Als Halsschmuck trage ich ein Hundehalsband. Eins mit Stacheln, die spitz und gefährlich wirken. Vorne, an der Öse, in der man gewöhnlich die Leine einhakt, hängt ein kleiner Schlüssel. Ist das meine kranke Art, den Schlüssel zu meinem Herzen feilzubieten? Wer weiß, vielleicht.
Mein Make-up ist gewagt und experimentell, es lässt mich wirken wie Anfang 20. Oder vielleicht auch nur wie eine Sechzehnjährige, die versucht ein wenig älter auszusehen. Undefinierbar.
In meiner rechten Hosentasche steckt ein Handy, weniger ein Telefon und vielmehr ein moderner Ersatz für den Kassettenrekorder, den ich als Kind ständig mit mir herumgeschleppt habe. Ein Kabel führt zu einem Stecker im Ohr; Musik dröhnt aus dem kleinen Lautsprecher, macht mich unansprechbar für die Außenwelt. In der linken Hosentasche finden sich ein paar Scheine, ein wenig Münzgeld. Die Karte für das heutige Open-Air-Konzert in Ferropolis, der Stadt aus Stahl, steckt in der Gesäßtasche. Immer wieder tastet meine Hand danach. Ich habe Angst, sie zu verlieren. Ohne sie werde ich mein Date nicht treffen.

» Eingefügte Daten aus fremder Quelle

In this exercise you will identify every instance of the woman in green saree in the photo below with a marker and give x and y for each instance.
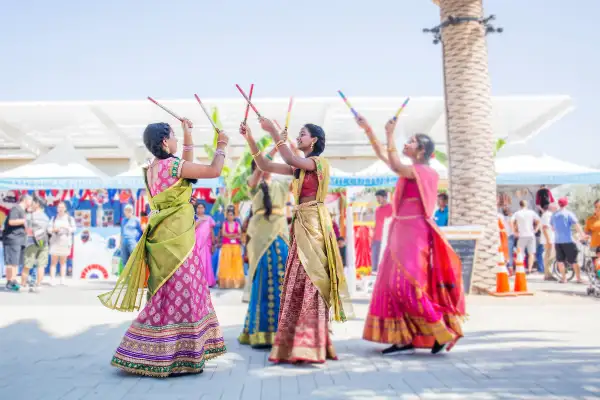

Ob Du wohl auch so aufgeregt bist wie ich? Kennengelernt haben wir uns im Internet. Heute werden wir uns zum ersten Mal wirklich in die Augen sehen können. Ich bin mir sicher, Du wirst meinen Erwartungen entsprechen. Doch wird es Dir umgekehrt genauso gehen? Selbstzweifel sind angeblich normal, vor allem bei pubertierenden Teenagern. Doch meine Angst, schon Deinem ersten, prüfenden Blick nicht standhalten zu können, ist eine andere.
Du hast mich über Facebook gefunden. Eine dieser Freundesanfragen eines fremden Menschen, angenommen ohne Scheu oder groß darüber nachzudenken. Es folgte der übliche Small Talk – Wie geht es Dir, was machst Du so –, doch dem folgten schnell Komplimente. Du warst so interessiert und charmant; die persönliche Nachrichtenfunktion bekam endlich einen Sinn. Das Phänomen, sich Fremden oft einfacher anvertrauen zu können als den Menschen um uns herum, schuf bald ein Gefühl der Nähe. Der Blick ins virtuelle Postfach bekam etwas Aufregendes. Was früher auf dem Schulhof überbrachte Liebesbriefe waren, erste Boten des aufkeimenden, neuen Gefühls, bekommt man heute per E-Mail, inklusive Kribbeln im Bauch. Händchenhalten und schüchterne Küsse werden ersetzt durch das zaghafte Hervorblitzen lassen der Brustwarze in einem Videochat. Auf einmal ist man intim miteinander, auch wenn man in der Sicherheit des eigenen Zimmers nur selbst Hand anlegt. Trotzdem, diese Intimität fühlt sich echt an. Sie bedeutet etwas, erweckt Gefühle, auch wenn man einander nicht berühren kann.
Deine Berührung; ich frage mich, wie sie sich anfühlen wird. Wie wird es sein, Dir von Angesicht zu Angesicht gegenüber zu stehen, ganz nah, und Deine Hände auf meiner Haut zu spüren? Wie riechst Du? Heute soll unser erstes Mal stattfinden. Mein erstes Mal. Vor mir liegt ein Weg, den ich bisher nie gegangen bin und den ich heute unbedingt beschreiten will. Ich hoffe, ich werde nicht zu aufgeregt sein. Vielleicht wird es mich erregen.